Rating: 3.5 out of 5.

You don’t need demons or ghosts to scare you in your own home. The settling of creaky floorboards, unexplainable bumps in the night, and eerie wind gusts will do that for you. Layer on a mandated quarantine, due to a global pandemic, and you’ve got the recipe for self-inflicted paranoia and existential dread so relentless, time and space mean absolutely nothing. Director Rob Savage’s Host revels in such claustrophobic and psychological hellishness in a way most found footage or computer screen horror fail to do.

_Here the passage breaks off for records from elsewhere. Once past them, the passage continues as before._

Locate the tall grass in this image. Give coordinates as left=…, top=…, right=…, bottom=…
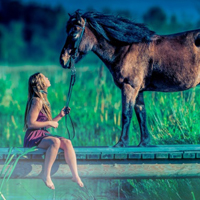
left=0, top=64, right=200, bottom=147
left=0, top=63, right=200, bottom=200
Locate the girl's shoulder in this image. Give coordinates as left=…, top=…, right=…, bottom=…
left=32, top=97, right=43, bottom=108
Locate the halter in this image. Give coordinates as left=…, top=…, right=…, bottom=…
left=64, top=19, right=86, bottom=139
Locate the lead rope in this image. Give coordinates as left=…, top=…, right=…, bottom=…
left=64, top=19, right=86, bottom=139
left=64, top=58, right=76, bottom=139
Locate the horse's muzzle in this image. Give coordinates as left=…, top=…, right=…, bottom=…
left=60, top=57, right=70, bottom=68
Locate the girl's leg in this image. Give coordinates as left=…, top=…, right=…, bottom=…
left=60, top=138, right=84, bottom=187
left=38, top=136, right=60, bottom=189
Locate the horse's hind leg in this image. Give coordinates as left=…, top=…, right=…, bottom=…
left=134, top=92, right=150, bottom=146
left=114, top=83, right=139, bottom=147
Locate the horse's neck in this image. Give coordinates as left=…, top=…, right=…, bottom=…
left=92, top=39, right=116, bottom=64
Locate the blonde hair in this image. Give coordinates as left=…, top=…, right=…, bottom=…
left=24, top=72, right=52, bottom=130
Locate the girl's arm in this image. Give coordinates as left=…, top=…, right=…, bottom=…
left=27, top=98, right=58, bottom=129
left=52, top=106, right=71, bottom=122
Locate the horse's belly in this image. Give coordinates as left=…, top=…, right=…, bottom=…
left=145, top=72, right=199, bottom=92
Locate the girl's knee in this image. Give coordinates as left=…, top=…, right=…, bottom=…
left=51, top=138, right=60, bottom=148
left=60, top=138, right=72, bottom=148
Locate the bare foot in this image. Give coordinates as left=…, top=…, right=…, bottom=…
left=72, top=176, right=84, bottom=187
left=42, top=175, right=55, bottom=190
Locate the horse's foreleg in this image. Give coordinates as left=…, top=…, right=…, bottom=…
left=134, top=92, right=150, bottom=146
left=114, top=84, right=139, bottom=147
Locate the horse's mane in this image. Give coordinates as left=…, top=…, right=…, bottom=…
left=76, top=11, right=155, bottom=44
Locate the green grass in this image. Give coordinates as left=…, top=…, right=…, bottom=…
left=0, top=64, right=200, bottom=147
left=0, top=64, right=200, bottom=200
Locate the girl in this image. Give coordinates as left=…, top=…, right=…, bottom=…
left=24, top=73, right=84, bottom=189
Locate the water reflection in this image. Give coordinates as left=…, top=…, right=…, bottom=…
left=2, top=178, right=200, bottom=200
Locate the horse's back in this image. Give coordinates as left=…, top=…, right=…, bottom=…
left=146, top=29, right=200, bottom=92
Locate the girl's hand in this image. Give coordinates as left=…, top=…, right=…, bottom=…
left=59, top=106, right=71, bottom=117
left=50, top=121, right=58, bottom=128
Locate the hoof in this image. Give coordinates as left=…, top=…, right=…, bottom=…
left=138, top=138, right=150, bottom=147
left=113, top=141, right=128, bottom=148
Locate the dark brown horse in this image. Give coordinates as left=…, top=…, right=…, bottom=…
left=60, top=12, right=200, bottom=147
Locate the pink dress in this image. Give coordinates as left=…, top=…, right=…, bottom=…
left=24, top=111, right=60, bottom=147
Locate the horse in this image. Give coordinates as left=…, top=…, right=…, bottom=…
left=60, top=11, right=200, bottom=147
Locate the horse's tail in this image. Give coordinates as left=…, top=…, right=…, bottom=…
left=195, top=33, right=200, bottom=47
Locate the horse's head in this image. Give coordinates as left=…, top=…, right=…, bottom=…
left=60, top=11, right=91, bottom=68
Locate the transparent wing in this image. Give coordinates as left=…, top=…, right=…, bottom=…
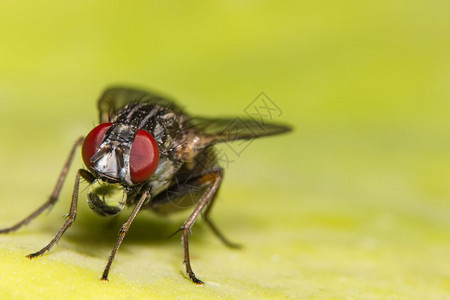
left=188, top=117, right=292, bottom=144
left=98, top=87, right=182, bottom=123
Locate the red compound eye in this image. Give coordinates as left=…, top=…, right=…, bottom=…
left=130, top=129, right=159, bottom=183
left=81, top=123, right=112, bottom=168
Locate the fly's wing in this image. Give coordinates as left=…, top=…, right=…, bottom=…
left=98, top=87, right=182, bottom=123
left=188, top=117, right=292, bottom=146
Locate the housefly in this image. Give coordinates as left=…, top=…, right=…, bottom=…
left=0, top=87, right=290, bottom=284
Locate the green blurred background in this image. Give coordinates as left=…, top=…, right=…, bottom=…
left=0, top=0, right=450, bottom=299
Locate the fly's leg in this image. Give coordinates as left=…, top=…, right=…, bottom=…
left=202, top=193, right=242, bottom=249
left=27, top=169, right=92, bottom=259
left=101, top=191, right=149, bottom=281
left=0, top=137, right=83, bottom=233
left=180, top=169, right=223, bottom=285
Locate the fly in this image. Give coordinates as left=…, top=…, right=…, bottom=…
left=0, top=88, right=291, bottom=284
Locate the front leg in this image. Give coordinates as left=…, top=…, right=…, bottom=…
left=101, top=191, right=150, bottom=281
left=180, top=168, right=223, bottom=285
left=27, top=169, right=92, bottom=259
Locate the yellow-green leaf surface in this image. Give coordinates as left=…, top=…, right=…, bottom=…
left=0, top=0, right=450, bottom=299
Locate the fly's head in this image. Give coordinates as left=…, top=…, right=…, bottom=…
left=82, top=123, right=159, bottom=216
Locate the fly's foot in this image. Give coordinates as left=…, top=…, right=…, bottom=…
left=25, top=249, right=48, bottom=259
left=188, top=272, right=205, bottom=285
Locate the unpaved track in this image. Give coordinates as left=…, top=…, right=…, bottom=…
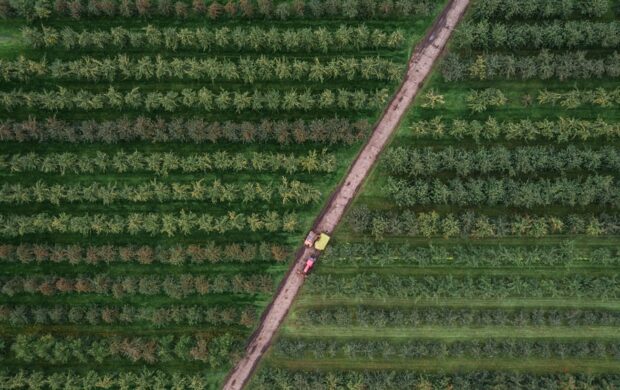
left=224, top=0, right=469, bottom=390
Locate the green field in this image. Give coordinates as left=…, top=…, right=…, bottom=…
left=0, top=0, right=445, bottom=389
left=252, top=0, right=620, bottom=389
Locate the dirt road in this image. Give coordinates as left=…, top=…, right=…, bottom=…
left=224, top=0, right=469, bottom=390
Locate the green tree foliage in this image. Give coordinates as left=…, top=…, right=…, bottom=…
left=307, top=271, right=620, bottom=299
left=0, top=210, right=300, bottom=237
left=22, top=25, right=404, bottom=53
left=441, top=50, right=620, bottom=82
left=0, top=273, right=275, bottom=299
left=295, top=305, right=620, bottom=328
left=0, top=54, right=402, bottom=84
left=0, top=149, right=336, bottom=176
left=348, top=207, right=620, bottom=239
left=0, top=368, right=212, bottom=390
left=274, top=337, right=620, bottom=361
left=0, top=304, right=257, bottom=328
left=465, top=88, right=508, bottom=113
left=10, top=333, right=238, bottom=367
left=385, top=175, right=620, bottom=209
left=536, top=87, right=620, bottom=110
left=411, top=116, right=620, bottom=142
left=0, top=242, right=288, bottom=265
left=252, top=368, right=620, bottom=390
left=321, top=241, right=620, bottom=268
left=0, top=0, right=435, bottom=20
left=473, top=0, right=611, bottom=20
left=0, top=177, right=321, bottom=206
left=0, top=87, right=388, bottom=113
left=454, top=20, right=620, bottom=50
left=0, top=116, right=371, bottom=145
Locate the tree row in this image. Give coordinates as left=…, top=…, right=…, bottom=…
left=536, top=87, right=620, bottom=109
left=0, top=210, right=299, bottom=237
left=0, top=54, right=402, bottom=84
left=454, top=20, right=620, bottom=50
left=348, top=207, right=620, bottom=239
left=0, top=273, right=275, bottom=299
left=2, top=333, right=238, bottom=368
left=306, top=271, right=620, bottom=299
left=0, top=116, right=371, bottom=145
left=295, top=306, right=620, bottom=328
left=472, top=0, right=611, bottom=20
left=252, top=368, right=620, bottom=390
left=0, top=0, right=434, bottom=21
left=441, top=50, right=620, bottom=82
left=22, top=24, right=405, bottom=53
left=0, top=177, right=321, bottom=206
left=0, top=86, right=389, bottom=113
left=0, top=149, right=336, bottom=176
left=322, top=240, right=620, bottom=268
left=384, top=175, right=620, bottom=209
left=411, top=116, right=620, bottom=143
left=0, top=367, right=211, bottom=390
left=0, top=242, right=289, bottom=265
left=383, top=145, right=620, bottom=178
left=0, top=304, right=257, bottom=328
left=274, top=338, right=620, bottom=361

Savage (Dawn of the Deaf) surgically picks through the subconscious and reapplies one’s distorted perceptions through a heightened, mentally-aggravated state. A brisk 56-minutes, Host centers on six close friends, who hop on a Zoom call to catch up and perform a little séance ⏤ which, on its surface, is mere child’s play. But the thrill lies in its execution, and its high-voltage pace leaves little room for filler. The fact the narrative unfurls mid-pandemic, with references to mask-wearing, elbow-greeting, and keeping a close eye on elders, is only background noise, yet it contextualizes the urgency and emotional helplessness the characters must suffer.

The cast, who filmed and performed their own stunts and scares in their actual homes, essentially play fictionalized versions of themselves. Haley Bishop (Deep State) initiates the evening, wanting her closest friends ⏤ Radina Drandova (Dawn of the Deaf), Edward “Teddy” Linard (The Rebels), Jemma Moore (Doom: Annihilation), Caroline Ward (Stalling It), and Emma Louise Webb (The Crown) ⏤ to experience a séance for the very first time. Haley even enlists a medium named Seylan, a dear friend of hers, who’d previously conducted similar communication rituals, as their trusted guide.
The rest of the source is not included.